Nevertheless, both the contraction of the s(1/2) orbitals predicted by the Dirac equation, and the filled valence shell of Hg are the major causes for the odd physical properties of Hg. However, there are other effects that should be considered and the paper above is pretty clear on those.

Let me reformulate in order to make things clearer and more specific:

The reason for liquid Hg can be stated simply: the outer electrons of Hg (6s2) that participate in metallic bonds are "less available" to bonding (which might be observed for example by looking at binding energies of clusters of Hg, dimers, etc) then in other common metals, and hence the interaction between Hg atoms is much weaker compared to other metal-metal bonds. The explanation for the "less availability" of the 6s electrons is the contraction of the 6s orbitals, caused by the high speeds achieved by those electrons. This effect is promptly predicted by the Dirac equation.

Now, one would ask: what about Au? It has a 6s electron and it is a very stable solid metal, which means it forms strong metallic bonds with other gold atoms. The question then turns to be, what makes metallic bonds strong in gold and weak in Hg? And, here comes the indispensable valence shell argument: gold has only one electron in its 6s orbital, while Hg has two electrons in the 6s orbital. It turns out that this creates a large difference in bonding: we can use a simple qualitative molecular orbital argument to understand why. Let's imagine a simple picture of the bonding between two Au atoms, such that only the 6s electron of each atom contributes to the bonding. That being true, 2 MOs are formed in the process of bonding, and the 6s electron from each atom occupies the bonding orbital, while the antibonding MO is unoccupied. The bonding MO has a lower energy than the 6s orbitals, which stabilizes the dimer, while the antibonding has a higher energy than the 6s orbitals, making it unfavorable for a bond to form. For Au, as we just saw the 6s electrons would be in the bonding orbital and the metallic bond would be favorable. Now, this scheme is easily extendable for Hg, and the surprise here is that since the 6s of Hg has 2 electrons, in order for Hg to dimerize, 2 electrons from our simplified model would go to the bonding molecular orbital, while the other two would be in the antibonding molecular orbital. Therefore, the stabilizing effect generated by electrons in the bonding orbitals is now circumvented by the destabilization provoked by the two electrons in antibonding molecular orbitals. In these circumstances, the metallic bond would be unfavorable and the interaction between the Hg atoms will be weak, i.e., dispersion will probably dominate. By scaling these arguments to a much larger number of Hg atoms we can see that at room temperature solid Hg would not be stable, just like a bunch of other systems in which the constituents interact mainly via van der Waals forces.

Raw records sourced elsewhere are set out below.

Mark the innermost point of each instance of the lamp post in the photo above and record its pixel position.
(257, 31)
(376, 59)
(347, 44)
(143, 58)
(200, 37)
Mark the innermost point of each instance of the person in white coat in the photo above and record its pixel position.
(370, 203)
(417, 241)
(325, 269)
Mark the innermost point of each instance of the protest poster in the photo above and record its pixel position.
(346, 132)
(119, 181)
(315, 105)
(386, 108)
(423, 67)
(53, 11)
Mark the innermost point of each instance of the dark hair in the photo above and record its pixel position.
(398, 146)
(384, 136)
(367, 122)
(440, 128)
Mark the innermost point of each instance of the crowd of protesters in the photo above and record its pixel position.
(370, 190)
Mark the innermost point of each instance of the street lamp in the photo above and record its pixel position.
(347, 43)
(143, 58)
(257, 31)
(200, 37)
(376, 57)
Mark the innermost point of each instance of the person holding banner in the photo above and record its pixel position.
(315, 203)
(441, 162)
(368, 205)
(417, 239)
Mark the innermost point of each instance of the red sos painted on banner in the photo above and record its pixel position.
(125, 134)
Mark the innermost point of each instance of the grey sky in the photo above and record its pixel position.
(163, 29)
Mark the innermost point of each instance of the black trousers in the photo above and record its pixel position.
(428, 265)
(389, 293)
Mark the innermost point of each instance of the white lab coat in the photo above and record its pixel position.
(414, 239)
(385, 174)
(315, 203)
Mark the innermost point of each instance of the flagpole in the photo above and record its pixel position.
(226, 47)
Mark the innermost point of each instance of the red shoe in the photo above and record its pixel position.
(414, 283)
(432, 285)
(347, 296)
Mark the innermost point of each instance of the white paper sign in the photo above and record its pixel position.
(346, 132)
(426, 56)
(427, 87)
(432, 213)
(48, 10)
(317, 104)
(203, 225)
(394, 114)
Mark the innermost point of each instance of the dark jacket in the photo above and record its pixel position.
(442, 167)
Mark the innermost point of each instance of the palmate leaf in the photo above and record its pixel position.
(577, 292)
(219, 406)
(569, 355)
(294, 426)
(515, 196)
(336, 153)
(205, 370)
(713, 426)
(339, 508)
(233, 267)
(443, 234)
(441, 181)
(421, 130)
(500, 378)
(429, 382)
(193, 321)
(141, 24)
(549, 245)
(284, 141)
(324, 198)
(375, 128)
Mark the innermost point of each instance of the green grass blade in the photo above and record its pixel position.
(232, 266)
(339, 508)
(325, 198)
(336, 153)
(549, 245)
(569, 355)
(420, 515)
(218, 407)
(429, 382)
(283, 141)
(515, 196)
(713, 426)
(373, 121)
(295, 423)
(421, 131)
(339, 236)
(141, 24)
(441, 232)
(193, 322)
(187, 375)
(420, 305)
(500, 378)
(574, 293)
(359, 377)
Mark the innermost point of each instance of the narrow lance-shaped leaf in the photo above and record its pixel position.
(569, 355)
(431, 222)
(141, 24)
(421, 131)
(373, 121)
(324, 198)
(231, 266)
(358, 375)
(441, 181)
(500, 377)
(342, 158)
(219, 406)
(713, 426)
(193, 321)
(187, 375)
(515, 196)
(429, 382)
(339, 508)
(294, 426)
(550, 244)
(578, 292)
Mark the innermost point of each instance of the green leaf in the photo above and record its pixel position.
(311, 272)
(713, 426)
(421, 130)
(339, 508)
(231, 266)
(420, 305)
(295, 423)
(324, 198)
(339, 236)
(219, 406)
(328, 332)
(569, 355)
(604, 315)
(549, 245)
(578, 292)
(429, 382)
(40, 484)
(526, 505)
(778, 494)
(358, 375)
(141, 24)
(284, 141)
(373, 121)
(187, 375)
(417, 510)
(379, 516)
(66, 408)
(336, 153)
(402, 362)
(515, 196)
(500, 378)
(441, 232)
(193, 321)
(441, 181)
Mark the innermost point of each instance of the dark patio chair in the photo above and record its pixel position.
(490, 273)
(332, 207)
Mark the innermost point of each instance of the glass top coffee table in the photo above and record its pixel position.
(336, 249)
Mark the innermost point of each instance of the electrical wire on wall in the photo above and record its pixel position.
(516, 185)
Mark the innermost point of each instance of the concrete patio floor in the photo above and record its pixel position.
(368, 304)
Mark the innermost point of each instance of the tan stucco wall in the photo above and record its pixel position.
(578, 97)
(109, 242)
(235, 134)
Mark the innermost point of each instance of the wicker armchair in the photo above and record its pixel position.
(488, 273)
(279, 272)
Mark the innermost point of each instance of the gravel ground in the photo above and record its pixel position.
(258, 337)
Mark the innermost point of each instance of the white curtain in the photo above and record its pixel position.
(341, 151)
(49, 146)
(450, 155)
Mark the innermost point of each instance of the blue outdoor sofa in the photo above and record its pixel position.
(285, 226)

A question that might arise from the analysis above is why cadmium or zinc which have 5s and 4s orbitals filled are solids at room temperature, and the reason is that in this case the s orbitals do not suffer appreciable relativistic contraction, and therefore it is not unfavorable for these atoms to generate solids in which those electrons participate in metallic bonds. We can note that Hg(2+)-Hg(2+) is a quite stable ion in which the Hg(2+) also have filled shells (though the 6s orbitals are unoccupied now). The reason for this last case is that the most external valence subshell is the 5d, with 10 electrons. This subshell is much more diffuse than the 6s shell and the relativistic effects are opposite, i.e., the d orbitals are extended compare to the non-relativistic case, and hence the electrons would be more easily engaged in interionic bonding, even if they are held by dispersion forces only, since the polarizability of Hg2+ is much larger compared to Hg.

The arguments above were derived from a simplified model, but others more complex based on those might be easily derived. I know that there are weak spots, but as noted in my comments, experimental facts and calculations converge with those explanations, and the paper referenced above shows part of this in more depth, and even explains other interesting relativistic effects such as the "inert pair effect" that general chemistry professors love to talk about, but in most of the times, do not know what it really is.